The national debate over hunting practices in the Alaskan outback dates back about a decade, when former Alaska governor and 2008 Republican vice presidential candidate Sarah Palin expressed support for shooting and killing wolves from helicopters — a type of hunting that critics decried as inhumane and unsportsmanlike.

Last month, Alaska, which reportedly filed a lawsuit earlier this year in an attempt to block the rules barring the hunting of wolves and bears in the refuges, asked the court for permission to intervene in support of Zinke in the environmental group’s lawsuit.

“The elimination of the improper hunting restrictions allows the state to continue managing wildlife for all Alaskans,” said Sam Cotton, the state Department of Fish and Game commissioner. “We understand the importance of wildlife to our state and our focus is on maintaining populations into the future.”

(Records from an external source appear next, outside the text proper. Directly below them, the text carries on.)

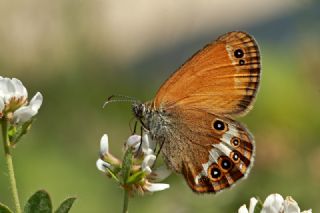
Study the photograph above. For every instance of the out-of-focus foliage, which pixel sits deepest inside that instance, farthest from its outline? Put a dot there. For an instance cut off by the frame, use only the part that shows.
(75, 73)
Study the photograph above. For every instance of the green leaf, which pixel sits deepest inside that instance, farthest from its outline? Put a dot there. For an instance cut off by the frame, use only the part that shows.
(65, 205)
(126, 165)
(16, 132)
(4, 209)
(39, 202)
(135, 177)
(258, 207)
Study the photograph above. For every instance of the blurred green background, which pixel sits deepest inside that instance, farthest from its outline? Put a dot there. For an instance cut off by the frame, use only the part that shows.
(77, 53)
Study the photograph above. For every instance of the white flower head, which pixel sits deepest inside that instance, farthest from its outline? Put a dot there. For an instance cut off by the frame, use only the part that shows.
(155, 187)
(104, 145)
(14, 101)
(147, 163)
(274, 203)
(143, 174)
(141, 145)
(102, 165)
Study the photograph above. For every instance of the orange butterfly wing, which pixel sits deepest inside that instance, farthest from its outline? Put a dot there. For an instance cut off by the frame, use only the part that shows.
(221, 78)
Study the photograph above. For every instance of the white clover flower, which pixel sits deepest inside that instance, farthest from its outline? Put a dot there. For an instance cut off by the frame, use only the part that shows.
(144, 144)
(14, 101)
(274, 203)
(155, 187)
(142, 175)
(105, 156)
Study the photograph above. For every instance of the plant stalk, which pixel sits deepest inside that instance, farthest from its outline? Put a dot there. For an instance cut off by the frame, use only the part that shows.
(8, 157)
(125, 201)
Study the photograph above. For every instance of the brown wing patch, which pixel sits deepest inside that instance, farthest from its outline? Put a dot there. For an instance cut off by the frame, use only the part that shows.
(216, 79)
(211, 159)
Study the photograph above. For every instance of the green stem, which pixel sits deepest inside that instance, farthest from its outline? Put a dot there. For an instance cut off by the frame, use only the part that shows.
(125, 201)
(8, 157)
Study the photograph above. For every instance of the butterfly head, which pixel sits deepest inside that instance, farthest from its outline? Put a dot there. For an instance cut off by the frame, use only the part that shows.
(139, 110)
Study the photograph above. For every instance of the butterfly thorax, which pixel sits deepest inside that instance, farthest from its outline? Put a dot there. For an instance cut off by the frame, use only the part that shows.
(154, 120)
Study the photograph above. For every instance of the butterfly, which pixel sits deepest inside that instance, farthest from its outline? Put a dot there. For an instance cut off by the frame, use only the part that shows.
(192, 114)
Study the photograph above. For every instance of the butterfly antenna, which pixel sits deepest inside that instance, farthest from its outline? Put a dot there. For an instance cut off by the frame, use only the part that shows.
(119, 98)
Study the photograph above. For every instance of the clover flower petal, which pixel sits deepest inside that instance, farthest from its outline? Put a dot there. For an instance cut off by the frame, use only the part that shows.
(147, 163)
(274, 203)
(102, 165)
(253, 203)
(13, 101)
(160, 173)
(25, 113)
(134, 142)
(243, 209)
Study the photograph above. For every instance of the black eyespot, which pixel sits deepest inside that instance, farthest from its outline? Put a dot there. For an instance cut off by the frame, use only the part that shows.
(215, 173)
(235, 142)
(226, 164)
(238, 53)
(235, 156)
(218, 125)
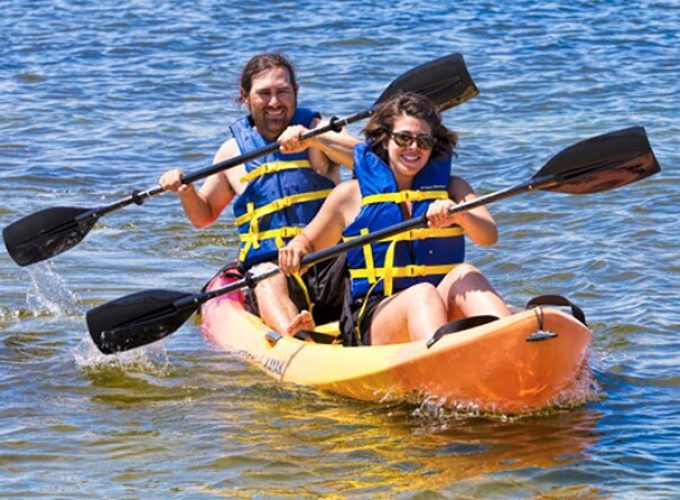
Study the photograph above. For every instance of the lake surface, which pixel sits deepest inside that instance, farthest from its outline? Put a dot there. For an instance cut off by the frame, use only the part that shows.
(97, 100)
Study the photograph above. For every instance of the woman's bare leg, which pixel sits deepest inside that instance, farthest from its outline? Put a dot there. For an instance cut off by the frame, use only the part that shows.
(412, 314)
(468, 293)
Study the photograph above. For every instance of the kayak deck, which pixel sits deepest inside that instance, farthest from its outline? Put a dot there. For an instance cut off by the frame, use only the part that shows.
(492, 368)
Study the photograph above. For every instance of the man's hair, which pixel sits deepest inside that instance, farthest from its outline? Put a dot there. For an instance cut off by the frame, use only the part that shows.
(381, 124)
(264, 62)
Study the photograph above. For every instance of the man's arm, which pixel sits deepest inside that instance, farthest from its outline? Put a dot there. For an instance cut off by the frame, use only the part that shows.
(326, 151)
(203, 206)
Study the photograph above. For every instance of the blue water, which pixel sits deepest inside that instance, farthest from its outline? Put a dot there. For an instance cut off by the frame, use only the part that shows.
(97, 100)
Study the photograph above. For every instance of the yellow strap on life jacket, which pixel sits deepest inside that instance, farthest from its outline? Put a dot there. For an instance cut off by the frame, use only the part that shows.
(389, 271)
(273, 167)
(276, 205)
(252, 239)
(406, 195)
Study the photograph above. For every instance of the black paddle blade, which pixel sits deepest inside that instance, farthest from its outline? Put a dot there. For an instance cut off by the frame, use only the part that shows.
(601, 163)
(47, 233)
(445, 81)
(139, 319)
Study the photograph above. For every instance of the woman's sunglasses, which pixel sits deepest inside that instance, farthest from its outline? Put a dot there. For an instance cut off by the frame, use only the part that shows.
(404, 139)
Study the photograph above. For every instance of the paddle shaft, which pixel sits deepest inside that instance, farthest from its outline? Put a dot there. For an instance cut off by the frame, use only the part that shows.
(314, 258)
(138, 197)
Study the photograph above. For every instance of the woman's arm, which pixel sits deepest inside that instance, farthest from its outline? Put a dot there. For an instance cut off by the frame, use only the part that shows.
(477, 223)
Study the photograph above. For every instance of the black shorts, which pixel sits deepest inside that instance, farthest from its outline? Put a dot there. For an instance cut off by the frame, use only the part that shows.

The legal showdown comes after the Fire Island National Seashore (FINS) — a unit of the National Park Service, which, like the U.S. Fish & Wildlife Service-managed National Wildlife Refuge System, falls under the umbrella of the Department of Interior — approved a plan last year to cull the deer population on the barrier island, although no deer hunt has commenced to date. A spokeswoman for FINS noted that the Alaskan wildlife refuge predator hunting rules have no impact on Fire Island.